Mi si critica perché i riferimenti sociali man mano nel testo vadano attenuandosi. Rispondo che nella prima parte si contestualizza il come il sociale influisca sull’individuo, poi abbiamo un dilagare sul collettivo. Io rifletto: il sociale è un insieme di unità. Il sociale crea sempre sino alla fine della commedia una forte dinamica sugli individui.
Mi si fa l’appunto di essere un maudit un “maladettista”. Un po’ è vero perché mi sforzo di non piacere a tutti. C’è per me un obbligo di rappresentanza. L’interpretazione del testo è un arbitrio. Il linguaggio che tenta di essere moderno, deve avvicinarsi al parlato. Io leggo così la realtà. Cerco di resuscitare il sociale risvegliando le coscienze. Voglio comunque sottolineare che, ribadendo il concetto d’amore, si smuovono le coscienze”.

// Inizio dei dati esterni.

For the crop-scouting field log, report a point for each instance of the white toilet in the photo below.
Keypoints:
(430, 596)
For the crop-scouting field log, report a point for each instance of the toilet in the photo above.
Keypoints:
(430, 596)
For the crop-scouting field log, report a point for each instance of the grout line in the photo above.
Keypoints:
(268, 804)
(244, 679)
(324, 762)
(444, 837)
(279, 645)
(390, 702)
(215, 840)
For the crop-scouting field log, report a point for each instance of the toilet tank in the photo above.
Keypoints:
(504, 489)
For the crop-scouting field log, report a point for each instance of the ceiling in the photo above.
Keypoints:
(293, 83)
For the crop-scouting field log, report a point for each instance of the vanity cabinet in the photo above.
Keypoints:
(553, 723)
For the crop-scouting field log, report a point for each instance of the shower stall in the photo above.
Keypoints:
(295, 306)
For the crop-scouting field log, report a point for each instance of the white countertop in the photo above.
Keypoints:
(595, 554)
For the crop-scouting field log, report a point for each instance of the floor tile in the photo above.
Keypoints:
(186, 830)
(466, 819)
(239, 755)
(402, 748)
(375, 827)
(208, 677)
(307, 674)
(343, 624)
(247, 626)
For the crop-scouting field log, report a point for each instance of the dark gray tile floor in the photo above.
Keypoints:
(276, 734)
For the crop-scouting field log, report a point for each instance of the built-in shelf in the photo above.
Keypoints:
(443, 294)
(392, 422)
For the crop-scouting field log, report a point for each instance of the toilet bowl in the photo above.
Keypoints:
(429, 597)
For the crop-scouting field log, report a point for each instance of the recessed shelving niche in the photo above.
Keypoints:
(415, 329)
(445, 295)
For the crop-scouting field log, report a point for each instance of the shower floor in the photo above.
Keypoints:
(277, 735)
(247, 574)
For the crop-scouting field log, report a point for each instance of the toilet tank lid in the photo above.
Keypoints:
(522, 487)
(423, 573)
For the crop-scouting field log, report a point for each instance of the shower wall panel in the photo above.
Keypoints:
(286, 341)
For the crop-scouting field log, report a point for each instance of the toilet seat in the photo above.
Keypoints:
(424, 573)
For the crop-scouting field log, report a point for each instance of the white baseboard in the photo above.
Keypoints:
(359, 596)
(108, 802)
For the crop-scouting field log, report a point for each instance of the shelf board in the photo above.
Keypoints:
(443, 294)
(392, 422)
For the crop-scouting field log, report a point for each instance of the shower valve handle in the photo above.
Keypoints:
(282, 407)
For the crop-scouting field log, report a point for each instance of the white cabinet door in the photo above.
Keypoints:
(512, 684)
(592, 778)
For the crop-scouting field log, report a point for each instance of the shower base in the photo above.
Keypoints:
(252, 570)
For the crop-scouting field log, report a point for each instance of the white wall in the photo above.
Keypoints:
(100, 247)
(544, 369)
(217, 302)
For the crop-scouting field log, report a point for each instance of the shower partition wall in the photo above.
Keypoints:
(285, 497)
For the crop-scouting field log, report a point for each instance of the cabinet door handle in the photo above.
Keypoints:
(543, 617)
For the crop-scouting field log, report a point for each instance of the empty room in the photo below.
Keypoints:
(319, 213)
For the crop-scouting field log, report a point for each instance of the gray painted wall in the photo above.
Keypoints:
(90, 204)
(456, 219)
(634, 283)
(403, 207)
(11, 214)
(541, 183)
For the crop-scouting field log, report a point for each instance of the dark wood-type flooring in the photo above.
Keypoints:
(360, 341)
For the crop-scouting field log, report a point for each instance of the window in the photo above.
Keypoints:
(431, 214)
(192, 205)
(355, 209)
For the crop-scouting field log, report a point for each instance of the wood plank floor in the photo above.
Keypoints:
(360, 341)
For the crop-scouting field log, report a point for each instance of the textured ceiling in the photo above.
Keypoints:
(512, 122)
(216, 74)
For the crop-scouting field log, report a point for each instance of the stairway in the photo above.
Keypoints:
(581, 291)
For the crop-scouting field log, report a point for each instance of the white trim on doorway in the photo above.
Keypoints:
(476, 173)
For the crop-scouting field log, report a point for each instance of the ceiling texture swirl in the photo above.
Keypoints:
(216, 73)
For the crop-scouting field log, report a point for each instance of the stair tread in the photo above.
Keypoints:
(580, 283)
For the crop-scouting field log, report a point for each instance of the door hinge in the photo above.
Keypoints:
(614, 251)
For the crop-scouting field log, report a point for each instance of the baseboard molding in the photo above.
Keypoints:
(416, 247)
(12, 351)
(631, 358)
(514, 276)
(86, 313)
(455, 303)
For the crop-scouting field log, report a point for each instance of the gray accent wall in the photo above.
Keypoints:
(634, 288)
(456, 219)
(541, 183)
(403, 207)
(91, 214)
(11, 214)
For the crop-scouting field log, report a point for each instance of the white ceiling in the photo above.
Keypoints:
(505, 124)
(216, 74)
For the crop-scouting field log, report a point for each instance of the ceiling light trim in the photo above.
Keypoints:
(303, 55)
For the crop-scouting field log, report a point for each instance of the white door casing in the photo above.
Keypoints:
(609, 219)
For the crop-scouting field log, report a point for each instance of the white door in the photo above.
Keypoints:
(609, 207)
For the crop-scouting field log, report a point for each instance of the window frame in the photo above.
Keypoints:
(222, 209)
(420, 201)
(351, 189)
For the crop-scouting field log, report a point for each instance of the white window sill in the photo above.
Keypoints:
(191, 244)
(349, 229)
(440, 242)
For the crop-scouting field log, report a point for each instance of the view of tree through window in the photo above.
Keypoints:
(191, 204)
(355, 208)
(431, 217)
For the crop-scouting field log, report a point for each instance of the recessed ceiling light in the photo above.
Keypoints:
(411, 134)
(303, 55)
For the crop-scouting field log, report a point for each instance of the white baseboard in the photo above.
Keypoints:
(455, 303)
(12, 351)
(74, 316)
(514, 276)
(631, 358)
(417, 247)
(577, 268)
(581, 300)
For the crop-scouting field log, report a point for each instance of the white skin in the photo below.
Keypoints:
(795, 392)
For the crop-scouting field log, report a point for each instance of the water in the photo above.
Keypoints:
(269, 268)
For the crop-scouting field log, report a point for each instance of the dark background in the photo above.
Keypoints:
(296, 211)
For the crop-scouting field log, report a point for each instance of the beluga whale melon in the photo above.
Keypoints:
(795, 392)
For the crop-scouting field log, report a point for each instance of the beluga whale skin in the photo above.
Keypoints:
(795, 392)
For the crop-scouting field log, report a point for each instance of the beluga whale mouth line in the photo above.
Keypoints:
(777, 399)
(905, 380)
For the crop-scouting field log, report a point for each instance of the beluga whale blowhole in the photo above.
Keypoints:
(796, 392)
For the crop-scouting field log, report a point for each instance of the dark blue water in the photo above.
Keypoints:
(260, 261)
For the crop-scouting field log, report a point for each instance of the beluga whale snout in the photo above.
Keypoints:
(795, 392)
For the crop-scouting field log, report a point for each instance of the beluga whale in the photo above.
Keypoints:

LETIZIA RUSSO, scrittrice, drammaturga.
“Incontrando Goldoni nel Feudatario – ci chiarisce – ho riscontrato che l’autore non ha avuto il coraggio di andare sino in fondo. Ho affrontato questo testo cosciente delle sue molteplici complicazioni, per cui quasi mi sfuggiva dalle mani: non era necessario un semplice adattamento ma una vera riscrittura.
Non è per me un Goldoni resuscitato dai morti, ma un Goldoni che ci osserva da una distanza di 300 anni. Può ritenersi un contemporaneo perché parla di temi universali e in questo caso tratta di un tema universale come quello del potere.
Parlavate con Sepe del sociale. Io aggiungo che i Greci seppellivano il sociale dietro la poesia e lo cantavano e trattavano poeticamente perché la questione sociale non si perde mai ed è insita nel contesto umano. Nel Feudatario emerge la questione sociale tout-court.
Per quanto riguarda l’argomento del capitale, sono convinta che volere uccidere il capitale è un’utopia. Basta riflettere che anche noi, lavorando, ratifichiamo il capitale. Tutti i personaggi che si muovono in scena confermano la loro incapacità di sovvertire l’ordine. Il dovere sociale dell’arte è quello di individuare la crisi e non c’è luogo più opportuno per la denuncia come il teatro.
Oggi si denunciano a tutto spiano la violenza sulle donne –altro tema di questa commedia – E’ una violenza cui non credo. Le donne sono sempre più donne di potere. Occorre perciò restituire la realtà nella sua essenza. Rosaria in queste scene rivela anche lei la sua violenza.
Mi chiedete se nel teatro si fa fatica a trasmettere la denuncia sociale. Si, è vero. Sfido io: in Italia la politica è fatta da cariatidi. La persona anziana ha difficoltà di capire il contemporaneo. Le dinamiche sane nel teatro vengono ostacolate. Noi non comunichiamo, rinchiusi, come siamo, nel nostro orto”.